Hit Man is “the other” film Glen Powell did in 2023, including his breakout hit Anyone But You with Sydney Sweeney. Here, he plays a nerdy college professor named Gary, who moonlights as a tech assistant for the New Orleans police, setting up their audio and video surveillance on sting ops. With them, Gary is part of a division that responds to citizens looking to hire contract killers, and records them agreeing to the job before the cops storm in to make the arrest. One day, the officer who normally goes undercover to speak to the would-be perps is suspended, so Gary is called to fill the role. He seamlessly makes the transition, and from there on out, becomes the cops’ new undercover “hitman.” Gary even invents a new alter-ego for this suave killer, “Ron,” and conforms him to whatever the hirer wants in a killer. Things change when one caller, Madison, gives off vibes of actually being a good person. She is trying to hire someone to kill her abusive husband, and “Ron,” instead of setting her up, advises her to take the money and instead run away and start a new life.
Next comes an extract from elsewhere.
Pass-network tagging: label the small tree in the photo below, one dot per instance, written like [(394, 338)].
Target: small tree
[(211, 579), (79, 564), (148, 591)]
She doesn’t run, but she does start a new life, with Ron no less. The two start dating, unbeknownst to the cops who only think that Madison backed out of hiring a killer, but there’s a lot of layers of subterfuge that need to stay in place, and it may all come crashing down when Madison’s ex confronts Ron one night. The movie, directed by indie film darling Richard Linklater, starts out with plenty of laughs, and while it definitely stays on the lighter side of a romcom, even die hard fans of the genre will have to suspend belief to get through it. How does nerdy Gary so easily become charming and worldly Ron, and how bad do his partners on the police force have to be to not see what is going on, when all the cards start to fall? Slightly better than average, but nothing that will make you want to rewatch. ★★★

  • TV series recently watched: Interview with the Vampire (season 2)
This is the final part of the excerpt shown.